Electronic circuits, such as integrated circuits, are used in a variety of products, from automobiles to microwaves to personal computers. Designing and fabricating these circuits involves many steps, known as a “design flow.” The particular steps of a design flow often are dependent upon the type of circuit being designed, its complexity, the design team, and the circuit fabricator or foundry that will manufacture the circuit. Typically, software and hardware “tools” will test a design at various stages of the design flow. The results of this testing then are used to identify and correct errors in the design. These testing processes are often referred to as verification, validation, or testing.
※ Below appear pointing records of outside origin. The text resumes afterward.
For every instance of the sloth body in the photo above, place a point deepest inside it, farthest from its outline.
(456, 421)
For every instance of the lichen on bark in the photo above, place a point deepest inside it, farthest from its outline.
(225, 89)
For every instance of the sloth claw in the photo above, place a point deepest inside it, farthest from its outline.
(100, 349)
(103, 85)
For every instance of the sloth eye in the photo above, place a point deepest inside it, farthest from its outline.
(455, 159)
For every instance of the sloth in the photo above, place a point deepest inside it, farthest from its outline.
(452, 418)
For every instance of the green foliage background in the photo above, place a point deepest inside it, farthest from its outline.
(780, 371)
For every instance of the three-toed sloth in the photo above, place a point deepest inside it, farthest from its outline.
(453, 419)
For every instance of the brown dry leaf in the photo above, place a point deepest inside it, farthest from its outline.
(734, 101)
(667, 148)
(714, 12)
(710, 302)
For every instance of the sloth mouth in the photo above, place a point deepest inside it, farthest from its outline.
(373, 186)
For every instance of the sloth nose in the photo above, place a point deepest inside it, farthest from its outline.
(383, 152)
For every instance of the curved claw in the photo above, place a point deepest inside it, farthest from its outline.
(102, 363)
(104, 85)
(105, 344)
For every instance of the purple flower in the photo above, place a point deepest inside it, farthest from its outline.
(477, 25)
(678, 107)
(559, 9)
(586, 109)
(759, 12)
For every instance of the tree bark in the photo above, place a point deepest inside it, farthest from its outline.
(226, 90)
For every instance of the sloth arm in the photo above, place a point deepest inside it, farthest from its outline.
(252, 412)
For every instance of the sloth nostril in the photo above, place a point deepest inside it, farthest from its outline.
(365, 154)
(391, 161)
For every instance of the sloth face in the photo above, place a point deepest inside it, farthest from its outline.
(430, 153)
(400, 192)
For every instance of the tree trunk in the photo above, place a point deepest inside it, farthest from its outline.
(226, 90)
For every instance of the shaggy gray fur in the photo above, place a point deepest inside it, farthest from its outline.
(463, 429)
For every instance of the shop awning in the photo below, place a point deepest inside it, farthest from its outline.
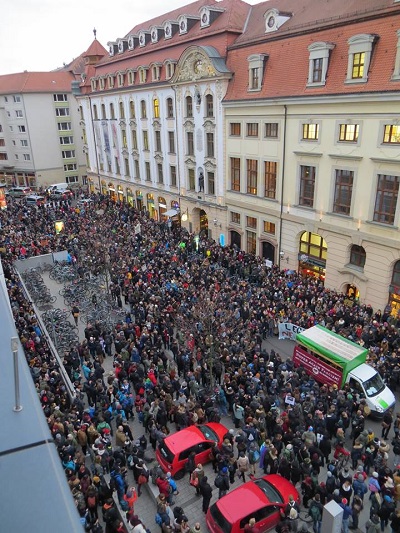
(170, 213)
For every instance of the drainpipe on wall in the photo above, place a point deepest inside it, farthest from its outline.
(282, 186)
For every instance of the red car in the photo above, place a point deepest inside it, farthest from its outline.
(261, 498)
(173, 452)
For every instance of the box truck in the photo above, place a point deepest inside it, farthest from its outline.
(334, 360)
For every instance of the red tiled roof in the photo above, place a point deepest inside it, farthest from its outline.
(32, 82)
(231, 20)
(286, 70)
(309, 14)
In some instances, verification will be facilitated by simulating the operation of the design using software, such as, for example, the QUESTA family of simulators available from Mentor Graphics Corporations of Wilsonville, Oreg. Electronic design simulators determine, using software executing on a computer, what the various states of an electronic design would be when presented with some input stimulus. Some designs however, may be too large or complex to efficiently simulate using software. Instead, the functionality of the circuit design will be verified by emulating the circuit design using a hardware emulator. Examples of hardware emulators include the VELOCE family of emulators available from Mentor Graphics Corporation of Wilsonville, Oreg., the ZEBU family of emulators available from EVE SA of Palaiseau, France, and the PALLADIUM family of emulators available from Cadence Design Systems of San Jose, Calif. An emulator typically will provide a set of configurable components for mimicking the operation of a circuit design. For example, emulators that use field-programmable gate array circuits can emulate the functionality of a circuit design using a combination of state elements, memories and lookup tables. Of course, other types of emulators may provide additional or alternate primitive components. For example, an emulator may function by using combinatorial elements computing a selectable function over a fixed number of inputs.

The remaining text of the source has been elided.